WITH LIBERTY AND JUSTICE FOR SOME

A Critique of the Conservative Supreme Court

by David Kairys

Pub Date: May 31st, 1993
ISBN: 1-56584-071-2
Publisher: The New Press

A thoughtful but ultimately unpersuasive attack on recent Supreme Court decisions. In The Politics of Law (1982), Kairys (Law/Temple University) argued that ``law is simply politics by other means.'' Similarly, he now debunks the idea that the rule of law has any rational basis other than the disparate political and cultural views of judges who make legal decisions. Kairys argues that for both liberal and conservative judges, ``loyalty to supposed legal principles—both substantive principles and principles of decision making—is selective, value-laden, and result-oriented.'' Although this disturbing conclusion appears overstated—while politics informs law, and decisional law is sometimes inconsistent, many would argue that legal rules have some objective basis—it lies at the heart of the author's analysis of the Supreme Court's decisions on the First Amendment, privacy, due process, and equal protection.
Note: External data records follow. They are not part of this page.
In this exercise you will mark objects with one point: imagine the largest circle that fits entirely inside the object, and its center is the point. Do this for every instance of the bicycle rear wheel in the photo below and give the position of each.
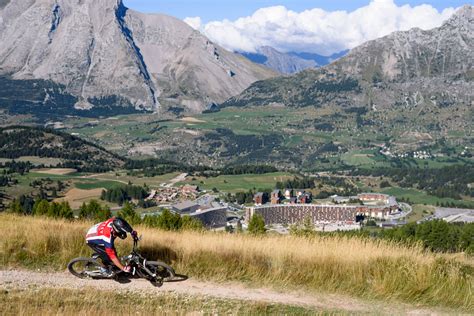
(162, 270)
(85, 268)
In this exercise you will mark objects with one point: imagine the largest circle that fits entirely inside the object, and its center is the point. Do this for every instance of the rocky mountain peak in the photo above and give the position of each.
(463, 17)
(104, 54)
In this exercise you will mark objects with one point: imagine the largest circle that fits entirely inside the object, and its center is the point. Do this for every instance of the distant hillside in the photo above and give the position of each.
(18, 141)
(422, 79)
(289, 63)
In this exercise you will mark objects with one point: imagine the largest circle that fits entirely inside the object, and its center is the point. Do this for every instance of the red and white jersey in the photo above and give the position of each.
(101, 234)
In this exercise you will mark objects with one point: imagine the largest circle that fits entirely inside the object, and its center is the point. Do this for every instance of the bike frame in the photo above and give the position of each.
(137, 261)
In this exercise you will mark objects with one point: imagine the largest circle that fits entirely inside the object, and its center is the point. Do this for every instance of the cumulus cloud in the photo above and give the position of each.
(316, 30)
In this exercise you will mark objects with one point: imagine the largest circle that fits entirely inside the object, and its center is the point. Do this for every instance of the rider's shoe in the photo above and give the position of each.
(106, 272)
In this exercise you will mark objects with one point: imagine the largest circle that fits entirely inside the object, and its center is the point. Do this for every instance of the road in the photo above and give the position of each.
(22, 279)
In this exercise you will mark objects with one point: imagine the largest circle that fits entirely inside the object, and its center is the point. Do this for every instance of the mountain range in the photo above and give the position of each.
(101, 54)
(292, 62)
(430, 71)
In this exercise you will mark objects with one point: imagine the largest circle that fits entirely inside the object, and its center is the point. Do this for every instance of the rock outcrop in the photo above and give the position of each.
(100, 50)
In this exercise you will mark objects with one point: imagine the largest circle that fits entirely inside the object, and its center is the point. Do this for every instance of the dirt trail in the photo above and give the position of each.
(23, 279)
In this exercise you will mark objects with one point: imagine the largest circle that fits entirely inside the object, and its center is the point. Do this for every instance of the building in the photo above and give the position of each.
(374, 197)
(275, 197)
(186, 207)
(259, 198)
(288, 193)
(304, 198)
(295, 213)
(212, 218)
(188, 188)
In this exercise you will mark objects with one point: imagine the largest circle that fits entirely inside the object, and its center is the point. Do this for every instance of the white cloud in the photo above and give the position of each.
(317, 30)
(194, 22)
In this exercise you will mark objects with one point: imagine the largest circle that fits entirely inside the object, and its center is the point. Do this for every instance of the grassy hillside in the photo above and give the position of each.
(19, 141)
(85, 302)
(359, 267)
(304, 138)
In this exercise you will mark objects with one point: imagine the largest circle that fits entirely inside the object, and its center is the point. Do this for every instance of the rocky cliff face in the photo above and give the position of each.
(433, 68)
(100, 50)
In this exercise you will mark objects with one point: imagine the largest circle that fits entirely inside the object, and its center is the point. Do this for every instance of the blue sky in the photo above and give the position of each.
(209, 10)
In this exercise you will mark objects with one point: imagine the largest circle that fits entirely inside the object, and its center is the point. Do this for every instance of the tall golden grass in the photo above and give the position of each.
(96, 302)
(365, 268)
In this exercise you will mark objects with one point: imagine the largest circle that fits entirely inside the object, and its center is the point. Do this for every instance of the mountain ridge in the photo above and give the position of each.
(403, 68)
(291, 62)
(71, 43)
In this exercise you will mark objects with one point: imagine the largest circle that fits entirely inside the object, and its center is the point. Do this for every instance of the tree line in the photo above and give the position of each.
(94, 211)
(124, 193)
(445, 182)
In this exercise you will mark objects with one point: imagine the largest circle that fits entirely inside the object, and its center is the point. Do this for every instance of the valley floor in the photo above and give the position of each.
(65, 292)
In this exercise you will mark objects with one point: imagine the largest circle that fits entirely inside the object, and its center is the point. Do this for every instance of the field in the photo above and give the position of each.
(75, 197)
(304, 137)
(244, 182)
(56, 171)
(36, 160)
(420, 197)
(82, 187)
(419, 211)
(362, 268)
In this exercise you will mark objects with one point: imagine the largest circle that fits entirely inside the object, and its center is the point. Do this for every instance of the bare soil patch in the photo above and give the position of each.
(56, 171)
(14, 279)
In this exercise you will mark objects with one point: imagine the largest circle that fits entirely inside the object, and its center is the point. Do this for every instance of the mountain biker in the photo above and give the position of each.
(101, 236)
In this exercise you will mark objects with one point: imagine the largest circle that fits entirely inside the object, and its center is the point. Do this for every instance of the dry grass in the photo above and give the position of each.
(95, 302)
(364, 268)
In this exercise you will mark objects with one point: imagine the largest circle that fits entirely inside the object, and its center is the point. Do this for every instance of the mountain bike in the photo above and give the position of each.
(156, 272)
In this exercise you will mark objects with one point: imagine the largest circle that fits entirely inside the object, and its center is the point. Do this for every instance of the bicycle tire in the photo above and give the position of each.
(82, 275)
(163, 270)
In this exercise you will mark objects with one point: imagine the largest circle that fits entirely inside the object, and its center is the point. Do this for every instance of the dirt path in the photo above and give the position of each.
(23, 279)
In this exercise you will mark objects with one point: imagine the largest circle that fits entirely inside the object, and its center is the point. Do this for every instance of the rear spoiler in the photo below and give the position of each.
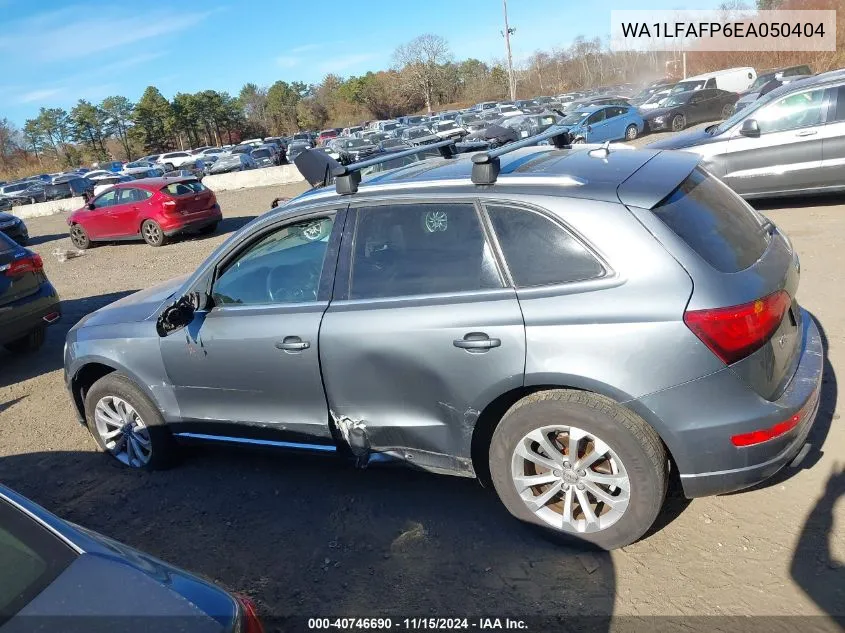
(657, 178)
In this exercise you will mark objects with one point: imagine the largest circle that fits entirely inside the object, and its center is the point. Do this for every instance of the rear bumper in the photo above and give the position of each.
(701, 416)
(17, 232)
(192, 222)
(29, 313)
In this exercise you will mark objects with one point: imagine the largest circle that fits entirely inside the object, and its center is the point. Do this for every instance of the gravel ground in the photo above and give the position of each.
(310, 536)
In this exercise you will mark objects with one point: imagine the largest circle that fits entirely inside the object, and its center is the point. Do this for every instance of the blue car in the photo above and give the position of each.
(595, 124)
(55, 576)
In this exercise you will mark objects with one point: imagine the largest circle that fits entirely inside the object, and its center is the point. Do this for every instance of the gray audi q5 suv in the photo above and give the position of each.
(571, 323)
Kairys rightly points out that the current Supreme Court is very much an activist court, seeking to limit access to federal courts and to curtail substantive rights. He also adroitly skewers the many internal inconsistencies, tortured misreadings of statutes and precedents, and even logical absurdities underlying recent Supreme Court decisions. The difficulty with his argument is that once he's postulated that legal reasoning is merely a value-laden rationalization for preconceived results, he loses any principled basis on which to criticize the reasoning of decisions that he disagrees with, except to point out that he has different values. Kairys doesn't so much argue as make a series of conclusive statements, some persuasive but most not. As he candidly admits, ``my analysis provides no more a determinate set of rules than the formulations that I have criticized.'' Kairys's anarchic vision of judicial decision-making is troubling, but he's on target in pointing out the Supreme Court's apparent agenda and its effect on recent decisions.